The second Lane Winslow mystery takes us to a hot springs resort in the mountains of British Columbia, where a Russian man is found murdered. Lane and her friend Angela happen to be enjoying the springs for themselves, and due to Lane’s childhood in Latvia and history as a British intelligence officer, she is fluent in Russian, and can speak to the dead man’s distraught friend. Inspector Darling and Constable Ames of the Nelson police happen to be the closest law enforcement to the area, and are called in to investigate.
This mystery has a bit more of an international espionage feel than the first, which is probably why I enjoyed the first one a bit more. The investigation delves a bit into the man’s past in Russia, and potential reasons that he may be on the run from Stalin’s government. Personally, I was more interested in learning about the Doukhobors, who appear to be Russian immigrants who are religious pacifists.

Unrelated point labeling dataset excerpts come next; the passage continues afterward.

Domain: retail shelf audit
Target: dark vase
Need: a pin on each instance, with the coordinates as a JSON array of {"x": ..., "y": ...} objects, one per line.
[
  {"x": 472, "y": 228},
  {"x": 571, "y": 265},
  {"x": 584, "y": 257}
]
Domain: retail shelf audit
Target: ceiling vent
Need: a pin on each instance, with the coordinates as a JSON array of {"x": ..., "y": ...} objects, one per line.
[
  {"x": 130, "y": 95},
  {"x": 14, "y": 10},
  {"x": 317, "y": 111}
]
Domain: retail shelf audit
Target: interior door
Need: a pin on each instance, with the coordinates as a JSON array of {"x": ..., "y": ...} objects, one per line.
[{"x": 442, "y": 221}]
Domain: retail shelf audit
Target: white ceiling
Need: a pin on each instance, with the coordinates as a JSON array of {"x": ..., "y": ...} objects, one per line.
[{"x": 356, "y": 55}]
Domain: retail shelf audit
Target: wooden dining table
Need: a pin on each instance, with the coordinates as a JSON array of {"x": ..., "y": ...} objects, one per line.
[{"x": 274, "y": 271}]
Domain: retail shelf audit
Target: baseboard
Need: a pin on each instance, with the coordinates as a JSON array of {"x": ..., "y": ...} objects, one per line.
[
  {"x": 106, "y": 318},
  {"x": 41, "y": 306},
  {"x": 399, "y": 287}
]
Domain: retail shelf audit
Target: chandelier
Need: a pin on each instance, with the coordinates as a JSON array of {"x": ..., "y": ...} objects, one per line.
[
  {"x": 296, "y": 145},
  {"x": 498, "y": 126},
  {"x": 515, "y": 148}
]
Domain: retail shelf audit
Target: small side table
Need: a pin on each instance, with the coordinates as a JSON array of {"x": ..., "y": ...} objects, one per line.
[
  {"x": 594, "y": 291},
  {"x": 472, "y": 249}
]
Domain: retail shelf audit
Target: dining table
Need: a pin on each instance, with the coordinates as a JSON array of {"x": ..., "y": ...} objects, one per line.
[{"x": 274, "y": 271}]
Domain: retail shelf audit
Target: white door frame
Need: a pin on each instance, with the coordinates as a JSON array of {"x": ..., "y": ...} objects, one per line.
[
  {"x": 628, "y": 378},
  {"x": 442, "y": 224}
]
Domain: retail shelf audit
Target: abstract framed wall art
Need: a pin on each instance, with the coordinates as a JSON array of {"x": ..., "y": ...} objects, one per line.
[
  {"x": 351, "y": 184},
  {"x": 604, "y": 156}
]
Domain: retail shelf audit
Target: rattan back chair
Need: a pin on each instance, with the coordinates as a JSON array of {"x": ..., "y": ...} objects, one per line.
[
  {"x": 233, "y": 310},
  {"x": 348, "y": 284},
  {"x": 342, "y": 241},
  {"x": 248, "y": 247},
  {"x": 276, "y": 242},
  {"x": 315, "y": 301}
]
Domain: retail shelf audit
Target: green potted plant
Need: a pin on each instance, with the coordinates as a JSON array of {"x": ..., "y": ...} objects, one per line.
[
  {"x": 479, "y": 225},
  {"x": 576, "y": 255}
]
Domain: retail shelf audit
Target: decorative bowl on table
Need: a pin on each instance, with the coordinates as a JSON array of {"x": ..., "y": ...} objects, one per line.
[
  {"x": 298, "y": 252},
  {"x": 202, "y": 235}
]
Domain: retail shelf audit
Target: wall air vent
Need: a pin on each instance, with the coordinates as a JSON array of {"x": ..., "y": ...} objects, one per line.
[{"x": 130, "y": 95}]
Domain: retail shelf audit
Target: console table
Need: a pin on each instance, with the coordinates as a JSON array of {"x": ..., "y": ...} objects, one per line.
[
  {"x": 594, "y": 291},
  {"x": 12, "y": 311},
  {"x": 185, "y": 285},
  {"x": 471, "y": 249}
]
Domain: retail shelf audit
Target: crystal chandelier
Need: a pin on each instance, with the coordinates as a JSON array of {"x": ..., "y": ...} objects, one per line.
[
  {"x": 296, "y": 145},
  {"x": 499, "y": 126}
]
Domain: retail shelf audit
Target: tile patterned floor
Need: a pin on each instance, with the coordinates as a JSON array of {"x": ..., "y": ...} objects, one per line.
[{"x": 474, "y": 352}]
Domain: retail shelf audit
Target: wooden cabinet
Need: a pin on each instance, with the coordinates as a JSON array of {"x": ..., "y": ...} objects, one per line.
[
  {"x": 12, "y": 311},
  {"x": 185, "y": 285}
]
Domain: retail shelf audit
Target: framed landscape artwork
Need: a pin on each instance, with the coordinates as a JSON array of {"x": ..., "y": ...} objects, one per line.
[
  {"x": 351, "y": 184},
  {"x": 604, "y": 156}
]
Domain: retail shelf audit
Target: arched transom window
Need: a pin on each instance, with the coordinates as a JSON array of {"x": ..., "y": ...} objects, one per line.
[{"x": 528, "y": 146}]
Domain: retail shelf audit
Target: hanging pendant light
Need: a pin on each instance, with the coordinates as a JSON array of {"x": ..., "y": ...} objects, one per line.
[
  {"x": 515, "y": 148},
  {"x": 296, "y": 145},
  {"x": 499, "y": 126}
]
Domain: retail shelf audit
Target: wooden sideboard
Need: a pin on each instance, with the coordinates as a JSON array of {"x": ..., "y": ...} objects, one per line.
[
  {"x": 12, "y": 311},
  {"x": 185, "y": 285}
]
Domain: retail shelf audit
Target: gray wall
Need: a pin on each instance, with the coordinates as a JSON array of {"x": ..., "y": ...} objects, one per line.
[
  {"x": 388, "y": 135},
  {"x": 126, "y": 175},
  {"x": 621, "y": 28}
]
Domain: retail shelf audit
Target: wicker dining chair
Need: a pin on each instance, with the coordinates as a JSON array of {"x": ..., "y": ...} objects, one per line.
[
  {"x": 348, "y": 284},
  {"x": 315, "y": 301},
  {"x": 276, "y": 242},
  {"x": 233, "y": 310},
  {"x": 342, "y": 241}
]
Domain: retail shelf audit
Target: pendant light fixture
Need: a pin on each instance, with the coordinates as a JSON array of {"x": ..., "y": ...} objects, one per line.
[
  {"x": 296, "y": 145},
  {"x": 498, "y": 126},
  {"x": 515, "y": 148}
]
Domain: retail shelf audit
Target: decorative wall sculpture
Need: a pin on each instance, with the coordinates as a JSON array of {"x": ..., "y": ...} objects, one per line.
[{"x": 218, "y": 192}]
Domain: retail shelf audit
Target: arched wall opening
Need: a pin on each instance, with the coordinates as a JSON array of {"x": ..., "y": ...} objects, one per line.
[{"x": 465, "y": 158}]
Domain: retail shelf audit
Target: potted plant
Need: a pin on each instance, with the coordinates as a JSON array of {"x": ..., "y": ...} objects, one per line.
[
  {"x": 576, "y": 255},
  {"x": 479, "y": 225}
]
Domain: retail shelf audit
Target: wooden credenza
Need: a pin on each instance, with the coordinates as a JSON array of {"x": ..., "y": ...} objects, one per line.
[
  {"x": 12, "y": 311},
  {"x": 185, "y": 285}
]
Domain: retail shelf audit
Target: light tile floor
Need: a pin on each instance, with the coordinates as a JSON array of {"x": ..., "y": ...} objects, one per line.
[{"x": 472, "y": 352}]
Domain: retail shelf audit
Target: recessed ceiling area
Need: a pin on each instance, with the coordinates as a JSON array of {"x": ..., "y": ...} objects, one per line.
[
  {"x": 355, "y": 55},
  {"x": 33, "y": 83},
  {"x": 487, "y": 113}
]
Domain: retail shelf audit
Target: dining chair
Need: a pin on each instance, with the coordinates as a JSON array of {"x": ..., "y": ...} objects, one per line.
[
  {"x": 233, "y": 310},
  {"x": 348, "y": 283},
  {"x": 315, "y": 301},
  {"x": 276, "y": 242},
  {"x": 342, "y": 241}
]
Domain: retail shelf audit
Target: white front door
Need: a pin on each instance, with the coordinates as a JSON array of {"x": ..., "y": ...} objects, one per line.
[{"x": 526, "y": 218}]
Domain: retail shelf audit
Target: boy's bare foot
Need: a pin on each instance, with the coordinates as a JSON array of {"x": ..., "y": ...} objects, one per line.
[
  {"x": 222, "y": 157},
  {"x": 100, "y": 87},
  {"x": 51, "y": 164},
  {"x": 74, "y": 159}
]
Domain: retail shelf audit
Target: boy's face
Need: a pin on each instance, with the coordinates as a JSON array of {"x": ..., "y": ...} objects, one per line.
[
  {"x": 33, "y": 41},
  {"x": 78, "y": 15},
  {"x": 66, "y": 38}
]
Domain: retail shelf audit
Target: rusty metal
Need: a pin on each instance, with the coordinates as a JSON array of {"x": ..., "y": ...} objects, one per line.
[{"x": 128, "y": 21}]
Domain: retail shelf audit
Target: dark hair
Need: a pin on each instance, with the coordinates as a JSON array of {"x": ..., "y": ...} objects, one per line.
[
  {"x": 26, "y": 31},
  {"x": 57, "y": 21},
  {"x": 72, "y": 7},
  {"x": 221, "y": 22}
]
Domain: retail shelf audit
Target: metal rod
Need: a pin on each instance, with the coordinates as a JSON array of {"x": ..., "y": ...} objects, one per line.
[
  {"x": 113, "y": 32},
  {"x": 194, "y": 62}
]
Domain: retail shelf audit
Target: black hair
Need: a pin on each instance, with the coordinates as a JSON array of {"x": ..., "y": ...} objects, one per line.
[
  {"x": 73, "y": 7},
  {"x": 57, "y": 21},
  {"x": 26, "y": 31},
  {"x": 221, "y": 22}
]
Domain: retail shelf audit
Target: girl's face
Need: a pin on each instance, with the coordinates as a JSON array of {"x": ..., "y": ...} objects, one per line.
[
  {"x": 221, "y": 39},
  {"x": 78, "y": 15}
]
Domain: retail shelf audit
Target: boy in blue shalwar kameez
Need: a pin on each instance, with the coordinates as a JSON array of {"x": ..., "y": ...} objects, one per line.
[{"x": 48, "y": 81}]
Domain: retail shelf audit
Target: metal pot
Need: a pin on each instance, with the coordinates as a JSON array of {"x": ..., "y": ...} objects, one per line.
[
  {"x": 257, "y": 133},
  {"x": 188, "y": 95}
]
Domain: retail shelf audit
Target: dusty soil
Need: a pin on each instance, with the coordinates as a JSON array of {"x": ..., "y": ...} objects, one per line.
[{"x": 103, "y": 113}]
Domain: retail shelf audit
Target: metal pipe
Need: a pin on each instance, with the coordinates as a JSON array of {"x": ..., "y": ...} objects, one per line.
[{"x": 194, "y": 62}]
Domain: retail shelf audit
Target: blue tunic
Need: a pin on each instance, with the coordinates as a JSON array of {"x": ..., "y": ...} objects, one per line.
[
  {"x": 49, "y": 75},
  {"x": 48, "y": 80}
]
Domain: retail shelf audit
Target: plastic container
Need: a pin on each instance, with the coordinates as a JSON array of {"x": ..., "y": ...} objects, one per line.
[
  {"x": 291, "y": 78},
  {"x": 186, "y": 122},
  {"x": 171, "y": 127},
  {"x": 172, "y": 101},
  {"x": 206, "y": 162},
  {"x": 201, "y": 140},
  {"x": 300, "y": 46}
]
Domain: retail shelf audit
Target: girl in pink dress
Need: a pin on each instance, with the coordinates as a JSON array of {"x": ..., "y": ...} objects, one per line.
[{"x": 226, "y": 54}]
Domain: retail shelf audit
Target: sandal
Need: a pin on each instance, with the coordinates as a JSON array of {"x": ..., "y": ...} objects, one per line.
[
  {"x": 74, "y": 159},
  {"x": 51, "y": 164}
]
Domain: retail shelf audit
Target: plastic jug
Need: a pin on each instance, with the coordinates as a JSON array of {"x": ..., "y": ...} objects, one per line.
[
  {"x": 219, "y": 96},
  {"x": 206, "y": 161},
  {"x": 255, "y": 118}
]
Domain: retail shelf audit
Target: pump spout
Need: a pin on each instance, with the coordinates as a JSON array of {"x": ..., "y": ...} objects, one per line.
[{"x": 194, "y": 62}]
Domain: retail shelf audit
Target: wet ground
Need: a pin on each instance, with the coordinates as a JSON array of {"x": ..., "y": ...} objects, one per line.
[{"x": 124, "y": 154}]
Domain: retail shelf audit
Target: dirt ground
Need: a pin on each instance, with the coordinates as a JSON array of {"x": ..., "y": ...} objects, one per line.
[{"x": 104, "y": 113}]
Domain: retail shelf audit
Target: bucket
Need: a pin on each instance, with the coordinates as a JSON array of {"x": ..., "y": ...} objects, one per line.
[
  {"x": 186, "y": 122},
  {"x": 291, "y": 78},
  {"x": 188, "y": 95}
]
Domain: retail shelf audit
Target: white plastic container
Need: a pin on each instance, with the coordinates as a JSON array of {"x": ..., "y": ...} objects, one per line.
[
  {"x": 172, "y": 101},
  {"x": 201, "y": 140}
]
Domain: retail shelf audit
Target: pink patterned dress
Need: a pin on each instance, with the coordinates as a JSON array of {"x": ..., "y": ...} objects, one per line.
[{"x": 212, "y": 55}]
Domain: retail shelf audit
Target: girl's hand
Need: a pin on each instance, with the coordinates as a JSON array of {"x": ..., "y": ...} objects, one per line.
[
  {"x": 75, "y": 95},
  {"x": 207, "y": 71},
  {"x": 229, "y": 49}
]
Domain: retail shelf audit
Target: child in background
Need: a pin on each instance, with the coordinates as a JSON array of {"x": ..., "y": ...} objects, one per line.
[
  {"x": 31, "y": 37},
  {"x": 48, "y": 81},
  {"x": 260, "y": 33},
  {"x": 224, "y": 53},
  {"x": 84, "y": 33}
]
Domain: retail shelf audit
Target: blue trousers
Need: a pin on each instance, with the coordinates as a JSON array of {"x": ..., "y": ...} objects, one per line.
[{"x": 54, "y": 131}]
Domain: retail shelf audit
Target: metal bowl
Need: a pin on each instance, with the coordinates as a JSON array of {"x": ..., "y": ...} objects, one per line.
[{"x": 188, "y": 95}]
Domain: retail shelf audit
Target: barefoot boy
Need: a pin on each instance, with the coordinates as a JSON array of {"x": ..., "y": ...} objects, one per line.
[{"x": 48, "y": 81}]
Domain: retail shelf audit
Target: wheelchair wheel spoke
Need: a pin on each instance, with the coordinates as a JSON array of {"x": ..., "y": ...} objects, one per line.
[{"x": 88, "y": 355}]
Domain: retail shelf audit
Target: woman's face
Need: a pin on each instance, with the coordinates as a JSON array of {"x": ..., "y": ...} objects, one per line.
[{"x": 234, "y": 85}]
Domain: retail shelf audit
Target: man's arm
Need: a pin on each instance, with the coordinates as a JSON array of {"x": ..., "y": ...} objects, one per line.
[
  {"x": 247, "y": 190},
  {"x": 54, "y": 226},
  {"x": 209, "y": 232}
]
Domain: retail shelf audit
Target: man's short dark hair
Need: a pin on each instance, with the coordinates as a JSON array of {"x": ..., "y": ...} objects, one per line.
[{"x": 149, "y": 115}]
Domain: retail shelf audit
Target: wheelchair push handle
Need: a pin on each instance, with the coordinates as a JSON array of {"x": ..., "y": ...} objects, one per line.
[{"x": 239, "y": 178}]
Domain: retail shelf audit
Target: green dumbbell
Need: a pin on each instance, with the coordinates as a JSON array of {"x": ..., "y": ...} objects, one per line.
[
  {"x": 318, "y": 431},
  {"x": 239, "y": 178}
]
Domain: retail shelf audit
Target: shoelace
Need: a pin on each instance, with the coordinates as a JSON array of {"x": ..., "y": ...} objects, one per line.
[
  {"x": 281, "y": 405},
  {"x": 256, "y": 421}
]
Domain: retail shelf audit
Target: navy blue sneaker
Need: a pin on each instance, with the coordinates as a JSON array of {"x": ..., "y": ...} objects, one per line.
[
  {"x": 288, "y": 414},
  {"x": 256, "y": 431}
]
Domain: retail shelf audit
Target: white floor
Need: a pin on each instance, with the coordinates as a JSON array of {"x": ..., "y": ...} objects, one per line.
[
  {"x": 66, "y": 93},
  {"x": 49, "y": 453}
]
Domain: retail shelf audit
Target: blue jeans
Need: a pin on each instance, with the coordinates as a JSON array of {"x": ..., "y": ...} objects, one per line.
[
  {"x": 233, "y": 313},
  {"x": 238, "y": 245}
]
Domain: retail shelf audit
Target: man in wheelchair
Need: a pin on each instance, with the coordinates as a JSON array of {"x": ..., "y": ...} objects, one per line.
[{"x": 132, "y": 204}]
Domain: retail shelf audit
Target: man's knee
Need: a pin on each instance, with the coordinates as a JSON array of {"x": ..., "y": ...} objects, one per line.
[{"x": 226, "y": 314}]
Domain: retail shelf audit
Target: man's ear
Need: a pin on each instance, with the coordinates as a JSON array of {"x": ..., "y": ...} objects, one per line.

I wasn’t at all aware of this part of Canadian history, and I found it fascinating to learn how they farmed in the mountains, and clashed with the Canadian government that wanted to take the land they’d lived on for decades.
There’s also a subplot involving an inheritance from Lane’s father. I loved these additional glimpses into Lane’s family, and particularly the dynamic between Lane and her more beautiful and confident sister. I also liked seeing Lane grapple with her father’s legacy, in that he was a spy just like she was, but he was also cold and dismissive towards his family, in part due to his job, and part of the reason Lane wanted out of the business is that she didn’t want to turn out as cruel as he was.
There was also a bit of a minor subplot involving an irritating potential suitor who barrels past Lane’s boundaries. Fortunately, it shifted to a different direction before getting as bad as the unwelcome suitor in the first book, but I hope this doesn’t turn into a pattern for all the succeeding books. Or at least, that Lane gets better at setting firm boundaries with men in succeeding books. She’s a bit too kind-hearted with men who want her time, and I just want to tell her to just say no from the get-go.
That being said, I love how the romance between Lane and Inspector Darling developed in this volume! Darling’s really sweet and respectful, and I like how he’s finally starting to acknowledge his feelings for Lane. I like how they work as a detective team, and how well they bounce ideas of each other. I especially love Ames’ role in this dynamic, and how he says things that Darling and Lane are perhaps a bit too shy to say themselves. I also enjoyed the glimpses into Ames’ various romances, and into his childhood friendships, and I very much look forward to seeing a lot more about Ames’ personal life in future books!
The first book struck me because of its depiction of Lane’s feminism amidst the sexism of her era, and I like how the second book took that theme forward. At one point, Darling comes to her and a friend’s aid, and Lane mentions that she hopes Darling doesn’t think he actually rescued them, as they did most of the work towards their rescue themselves, and would actually have been fine even if Darling wasn’t around. The statement may perhaps be a bit much in a contemporary novel, but given the patronizing attitude another man took regarding rescue in the first book, Lane’s comment here is completely understandable. Darling, of course, understood full well the incidental nature of his role in their rescue, which is yet another reason he’s such a perfect love interest in this series.
I personally enjoyed the mystery more in Book 1, but I loved the deeper glimpses into Lane, Darling, and Ames’ personal lives that Book 2 provides. I’m excited to see how the series continues to develop in future mysteries, and how much more it reveals about Canadian history.
Thank you to TouchWood Editions for a copy of this book in exchange for an honest review.